Numerical analysis of a novel MTJ stack for high readability and writability

Abstract

Recent advances in non-volatile spin transfer torque (STT)-RAM technology, which stores data by the spin orientation of a soft ferromagnetic material and shows current induced switching, have created interest for its use as embedded memory [1–2]. When a spin-polarized current passes through a mono-domain ferromagnet, the ferromagnet absorbs some of the angular momentum of the electrons. It creates a torque that causes a flip in the direction of magnetization in the ferromagnet. This is used in magnetic tunneling junction (MTJ) based spin torque transfer (STT) RAM cells where a thin insulator (MgO) is sandwiched between a fixed ferromagnetic layer (polarizer) and the free layer (storage node).
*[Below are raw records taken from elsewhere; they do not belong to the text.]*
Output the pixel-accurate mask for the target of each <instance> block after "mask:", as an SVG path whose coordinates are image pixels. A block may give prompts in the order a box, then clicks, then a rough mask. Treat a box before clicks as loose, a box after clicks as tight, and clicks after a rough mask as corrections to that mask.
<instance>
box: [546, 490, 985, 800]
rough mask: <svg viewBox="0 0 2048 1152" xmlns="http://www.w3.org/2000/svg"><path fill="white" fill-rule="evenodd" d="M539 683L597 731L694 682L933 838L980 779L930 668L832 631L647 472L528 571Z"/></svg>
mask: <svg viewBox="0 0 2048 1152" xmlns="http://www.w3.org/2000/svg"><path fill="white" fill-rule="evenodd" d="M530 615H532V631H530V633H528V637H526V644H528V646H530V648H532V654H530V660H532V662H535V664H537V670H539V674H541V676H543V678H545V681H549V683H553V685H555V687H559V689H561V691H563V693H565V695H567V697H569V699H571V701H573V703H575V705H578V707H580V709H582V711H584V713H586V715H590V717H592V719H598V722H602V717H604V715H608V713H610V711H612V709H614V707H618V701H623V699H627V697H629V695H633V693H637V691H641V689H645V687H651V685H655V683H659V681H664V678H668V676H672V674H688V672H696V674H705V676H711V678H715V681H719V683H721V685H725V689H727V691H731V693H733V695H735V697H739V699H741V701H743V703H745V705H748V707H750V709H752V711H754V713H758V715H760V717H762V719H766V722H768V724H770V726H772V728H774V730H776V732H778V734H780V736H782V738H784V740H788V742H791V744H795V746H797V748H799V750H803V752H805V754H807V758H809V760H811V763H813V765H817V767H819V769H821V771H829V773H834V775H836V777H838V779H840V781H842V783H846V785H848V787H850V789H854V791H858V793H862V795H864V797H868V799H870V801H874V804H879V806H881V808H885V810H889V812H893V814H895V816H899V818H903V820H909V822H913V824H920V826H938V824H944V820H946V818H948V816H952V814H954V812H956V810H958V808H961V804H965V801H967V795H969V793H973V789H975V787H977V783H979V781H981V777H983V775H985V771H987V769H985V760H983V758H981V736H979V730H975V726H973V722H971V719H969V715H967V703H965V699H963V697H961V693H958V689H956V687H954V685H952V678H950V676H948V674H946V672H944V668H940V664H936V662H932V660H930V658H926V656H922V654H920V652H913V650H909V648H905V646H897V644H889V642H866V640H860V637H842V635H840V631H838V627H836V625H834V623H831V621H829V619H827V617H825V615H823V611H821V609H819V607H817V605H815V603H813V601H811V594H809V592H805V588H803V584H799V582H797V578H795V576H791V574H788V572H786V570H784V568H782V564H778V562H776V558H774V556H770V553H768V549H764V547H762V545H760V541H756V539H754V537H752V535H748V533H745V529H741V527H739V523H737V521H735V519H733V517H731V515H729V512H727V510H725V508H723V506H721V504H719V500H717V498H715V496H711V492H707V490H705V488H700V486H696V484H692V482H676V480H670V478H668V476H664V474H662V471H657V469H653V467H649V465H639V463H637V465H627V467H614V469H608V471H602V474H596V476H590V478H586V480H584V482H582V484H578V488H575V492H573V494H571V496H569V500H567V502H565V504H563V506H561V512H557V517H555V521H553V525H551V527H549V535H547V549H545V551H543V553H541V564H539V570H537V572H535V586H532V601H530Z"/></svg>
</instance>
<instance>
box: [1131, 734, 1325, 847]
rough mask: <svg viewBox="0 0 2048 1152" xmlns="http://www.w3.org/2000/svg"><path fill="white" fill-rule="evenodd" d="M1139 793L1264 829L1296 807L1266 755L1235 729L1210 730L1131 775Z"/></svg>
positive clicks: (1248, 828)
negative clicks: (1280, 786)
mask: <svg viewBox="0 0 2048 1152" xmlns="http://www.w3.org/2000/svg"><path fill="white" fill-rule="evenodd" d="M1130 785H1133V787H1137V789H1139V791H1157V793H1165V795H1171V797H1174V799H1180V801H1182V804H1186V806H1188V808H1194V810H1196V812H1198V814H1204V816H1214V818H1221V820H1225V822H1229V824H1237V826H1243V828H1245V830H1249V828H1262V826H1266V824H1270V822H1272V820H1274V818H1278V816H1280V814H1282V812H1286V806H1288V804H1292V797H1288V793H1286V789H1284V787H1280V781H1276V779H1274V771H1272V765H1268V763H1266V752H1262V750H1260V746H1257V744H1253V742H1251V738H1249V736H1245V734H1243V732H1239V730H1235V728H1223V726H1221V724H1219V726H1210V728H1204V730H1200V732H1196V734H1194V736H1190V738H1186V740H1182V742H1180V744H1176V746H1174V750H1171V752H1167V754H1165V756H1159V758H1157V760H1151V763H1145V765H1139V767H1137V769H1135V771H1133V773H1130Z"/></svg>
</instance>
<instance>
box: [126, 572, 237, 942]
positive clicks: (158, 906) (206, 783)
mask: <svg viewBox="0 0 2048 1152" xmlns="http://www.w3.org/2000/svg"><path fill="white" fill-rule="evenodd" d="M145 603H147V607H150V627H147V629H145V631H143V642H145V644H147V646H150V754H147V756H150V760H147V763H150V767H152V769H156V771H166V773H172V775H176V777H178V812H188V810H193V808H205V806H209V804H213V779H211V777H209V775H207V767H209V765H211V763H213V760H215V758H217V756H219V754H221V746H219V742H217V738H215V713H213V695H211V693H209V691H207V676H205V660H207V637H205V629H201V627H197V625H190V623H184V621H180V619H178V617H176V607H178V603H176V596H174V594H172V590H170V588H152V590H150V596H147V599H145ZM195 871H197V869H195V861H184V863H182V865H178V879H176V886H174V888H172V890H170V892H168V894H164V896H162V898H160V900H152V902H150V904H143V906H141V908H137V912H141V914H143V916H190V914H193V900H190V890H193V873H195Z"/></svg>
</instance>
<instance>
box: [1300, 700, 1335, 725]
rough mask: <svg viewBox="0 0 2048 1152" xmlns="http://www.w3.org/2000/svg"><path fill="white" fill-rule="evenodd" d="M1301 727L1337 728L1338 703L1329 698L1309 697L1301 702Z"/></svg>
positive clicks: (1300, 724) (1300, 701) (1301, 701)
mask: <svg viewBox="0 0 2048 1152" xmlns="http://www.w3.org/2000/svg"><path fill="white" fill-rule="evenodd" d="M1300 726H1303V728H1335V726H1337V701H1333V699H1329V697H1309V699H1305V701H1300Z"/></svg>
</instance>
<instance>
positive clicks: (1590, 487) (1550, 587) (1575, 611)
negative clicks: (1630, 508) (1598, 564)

Depending on the direction of the current flow (perpendicular to these layers in our study), the magnetization of the free layer is switched to a parallel (P: low resistance state) or anti-parallel (AP: high resistance state) state. The study in this abstract is done for the 22nm technology node (temp: 85°C) for a storage area of 2F×F in a 6F2 cell. Typical MTJ stacks employed for use in STTRAMs comprise of ferromagnetic or synthetic Antiferromagnetic (for higher stability) free layers with a single or double MgO barrier (SBFF and DBSAF) (Fig. 1a, b). In the authors' previous work the use of double MgO for better writability and single MgO for better readability has been shown. In this paper, we propose a novel bidirectional MTJ stack (Fig. 1) with antiparallel fixed layers (DBSAF-AP) that inherits the high readability of a single barrier stack with better writability than a double barrier stack by employing an intermediate metastable ferromagnetic state (Fig. 2 — to be described later). By using a self-consistent NEGF (for transport) and LLG (for magnetic dynamics) simulation framework [2,4] we show readability, writability and scalability of the proposed stack.